La technologie nous tient
de sa main longue, froide, bleue
se resserre sur
nos nuques
ployées
impuissantes
Nathalie Boisvert
Tous droits réservés
La technologie nous tient
de sa main longue, froide, bleue
se resserre sur
nos nuques
ployées
impuissantes
Nathalie Boisvert
Tous droits réservés
Le 21 mars 2020
La liste, 21 février 2020
– Levée à 7h30, j’ai avalé 3 expressos en ligne en espérant que ça me tienne éveillée, puis j’ai écrit six pages d’un trait dans un petit cahier bleu dont la couverture dit : écrivez votre propre histoire, malgré le fait que pour l’instant, c’est l’Histoire qui nous contrôle.
-Ma liste des cauchemars de la nuit serait trop longue à raconter. Il y en a un, récurrent, de type labyrinthe, où j’essaie de fuir Montréal pour aller à Laval en mobylette, sous la pluie, avec mes chats qui se sauvent et que j’essaie de retrouver dans des maisons désertes.
-Je me suis ensuite agitée dans la maison en n’accomplissant à peu près rien: j’ai fait un lavage et j’ai oublié de le mettre dans la sécheuse, j’ai commencé à faire la vaisselle et je ne l’ai pas finie, j’ai magasiné en ligne pour tenter de trouver du papier de toilette zéro déchet – il n’y avait plus- j’ai cuisiné une frittata oignon poivrons rouges thym cheddar bacon et je l’ai dégustée lentement avec des biscottes de seigle puis, après les nouvelles de 13h, j’ai mis mes bottes pour aller prendre une marche et je me suis endormie très profondément, sur le divan pour 3h. La narcolepsie est ma maladie inventée du jour.
-J’ai retrouvé mes souliers de course au fond du panier à linge ainsi que mes linges à vaisselle.
-Un des linges à vaisselle a été sacrifié afin de faire du papier de toilette expérimental.

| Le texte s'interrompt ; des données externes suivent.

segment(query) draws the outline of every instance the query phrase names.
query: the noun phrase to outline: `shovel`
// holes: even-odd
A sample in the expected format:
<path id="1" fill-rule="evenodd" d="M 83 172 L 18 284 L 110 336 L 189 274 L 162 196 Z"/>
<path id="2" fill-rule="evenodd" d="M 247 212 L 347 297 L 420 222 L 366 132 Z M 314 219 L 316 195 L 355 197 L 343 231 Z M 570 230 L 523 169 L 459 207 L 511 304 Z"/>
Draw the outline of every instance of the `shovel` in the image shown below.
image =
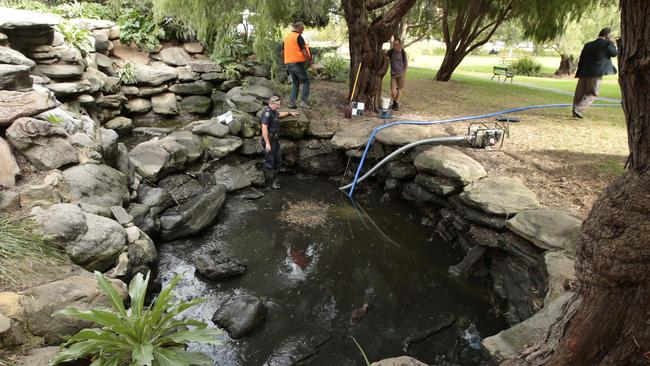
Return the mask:
<path id="1" fill-rule="evenodd" d="M 359 68 L 357 69 L 357 76 L 354 78 L 354 85 L 352 86 L 352 94 L 350 94 L 350 102 L 343 110 L 343 116 L 345 118 L 352 118 L 352 99 L 354 98 L 354 93 L 357 91 L 357 81 L 359 81 L 359 73 L 361 73 L 361 62 L 359 62 Z"/>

Je ne suis pas convaincue.
-Après avoir remis mes verres de contact, mon œil est de nouveau infecté donc mes barniques des années 1990 sont de retour sur mon nez, ce qui m’embête au plus haut point car je fomente une lecture en ligne bientôt et je ressemble à la grand-mère du petit chaperon rouge du livre d’histoire de mon enfance si je tente de lire avec les dites barniques sur le bout de mon nez. Je ne suis pas prête.

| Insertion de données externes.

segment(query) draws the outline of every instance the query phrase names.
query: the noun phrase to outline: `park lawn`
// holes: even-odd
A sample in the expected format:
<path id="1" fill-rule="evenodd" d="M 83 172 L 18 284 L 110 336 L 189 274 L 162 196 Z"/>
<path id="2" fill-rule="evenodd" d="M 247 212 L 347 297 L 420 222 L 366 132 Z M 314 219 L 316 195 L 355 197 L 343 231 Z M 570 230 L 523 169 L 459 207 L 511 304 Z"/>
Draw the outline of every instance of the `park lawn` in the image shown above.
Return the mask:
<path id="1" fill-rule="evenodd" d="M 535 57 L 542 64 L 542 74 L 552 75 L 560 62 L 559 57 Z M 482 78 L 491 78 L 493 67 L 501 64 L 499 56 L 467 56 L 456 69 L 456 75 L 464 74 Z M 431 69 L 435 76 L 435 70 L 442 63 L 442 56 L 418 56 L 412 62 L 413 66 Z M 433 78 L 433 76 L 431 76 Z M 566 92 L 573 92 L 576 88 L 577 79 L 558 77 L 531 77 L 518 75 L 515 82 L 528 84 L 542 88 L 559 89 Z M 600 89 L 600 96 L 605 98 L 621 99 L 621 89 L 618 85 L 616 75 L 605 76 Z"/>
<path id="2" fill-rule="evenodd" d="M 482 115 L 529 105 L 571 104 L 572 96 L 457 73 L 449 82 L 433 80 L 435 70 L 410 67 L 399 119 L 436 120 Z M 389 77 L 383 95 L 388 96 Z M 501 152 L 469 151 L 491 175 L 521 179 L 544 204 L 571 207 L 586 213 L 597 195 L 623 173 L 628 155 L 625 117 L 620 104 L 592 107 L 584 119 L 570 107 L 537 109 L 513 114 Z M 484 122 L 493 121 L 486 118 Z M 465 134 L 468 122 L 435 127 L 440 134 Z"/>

-J’ai imaginé un bar où les gens seraient séparés par des cubes de plexiglass étanches et stériles et ça m’a fait frissonner.
-J’ai du parler au moins deux heures d’affilée au téléphone. La dernière fois, j’avais 14 ans.
-Je suis sortie de mon confinement pour aller porter une antenne de télévision à mon ex qui n’en avait plus et qui n’a pas l’Internet, qui était en train de devenir fou. Nous avons respecté les deux mètres de distance…
-En promenade sur la rue Lasalle, j’ai regardé les deux outardes qui pataugeaient dans une flaque de neige avec un œil de survivaliste.
-Les seuls humains qui marchaient au bord de l’eau sur Lasalle étaient accompagnés de chiens ou d’enfants, à part un ou deux couples.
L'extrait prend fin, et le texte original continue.